Dodd, Lieberman Announce $2 Million for CT Brownfields Clean-up

May 12, 2006
WASHINGTON – Senators Chris Dodd (D-CT) and Joe Lieberman (D-CT) today announced the Environmental Protection Agency (EPA) has awarded ten grants to Connecticut communities and regional councils worth a total of $2 million to help them assess, clean and redevelop abandoned, contaminated parcels known as Brownfields. These grants will benefit the cities of Bridgeport, East Hampton, Meriden, Shelton and the town of Sprague, as well as the North Star Center for Human Development in Hartford, the Norwalk Redevelopment Agency in Norwalk, and the Regional Growth Partnership in South Central, Connecticut.

"This assistance can help weed out old and contaminated facilities and plant new seeds of economic growth and opportunity," said Dodd. "It can help create jobs, generate a stronger economic foundation for these communities, and provide a better quality of life for citizens in our state."

“The funding provided by the EPA is a crucial step in the on-going revitalization efforts of these communities,” Lieberman said. “These resources should make the cleanup and redevelopment of potentially contaminated Brownfields attractive to businesses and inject new life into these cities' core downtown areas. These funds will help turn our Brownfields into amber waves of grain and fields of economic growth.”

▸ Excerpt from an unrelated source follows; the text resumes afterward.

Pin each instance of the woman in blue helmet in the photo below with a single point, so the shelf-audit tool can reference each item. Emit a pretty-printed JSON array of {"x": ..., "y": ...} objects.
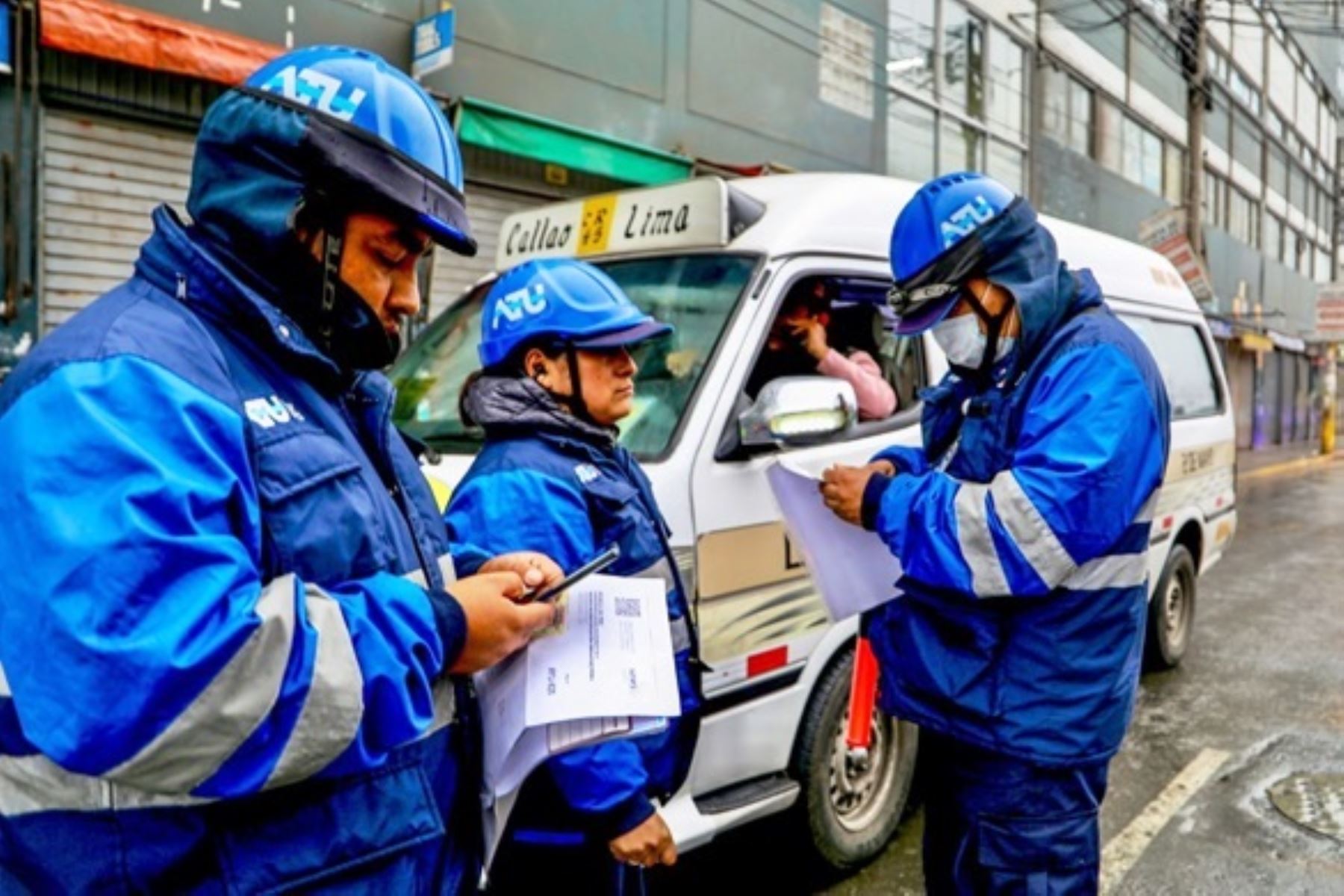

The following grants were awarded:

  • City of Bridgeport - Two grants totaling $400,000
  • City of East Hampton - $200,000
  • City of Meriden - $200,000
  • North Star Center for Human Development - $200,000
  • Norwalk Redevelopment Agency – Two grants totaling $400,000
  • City of Shelton - $200,000
  • Town of Sprague - $200,000

EPA’s Brownfields funds help communities assess contamination at abandoned and vacant sites and estimate the costs of cleaning up sites for redevelopment. Municipalities and select organizations can also receive funding for cleanup grants and to establish revolving loan programs that provide low interest loans for cleanups.

Since 1995, EPA New England has provided more than $91 million for grants, site evaluations, job training and cleanup loan programs to dozens of communities and agencies, including more than $19.9 million to Connecticut. Federal funding has leveraged another $150 million in private investments to cleanup and redevelopment. With that was the addition of some 2000 new jobs in the state. EPA estimates that every acre of reclaimed Brownfields saves 4.5 acres of green space and every green space created, on average, has doubled the value of surrounding properties.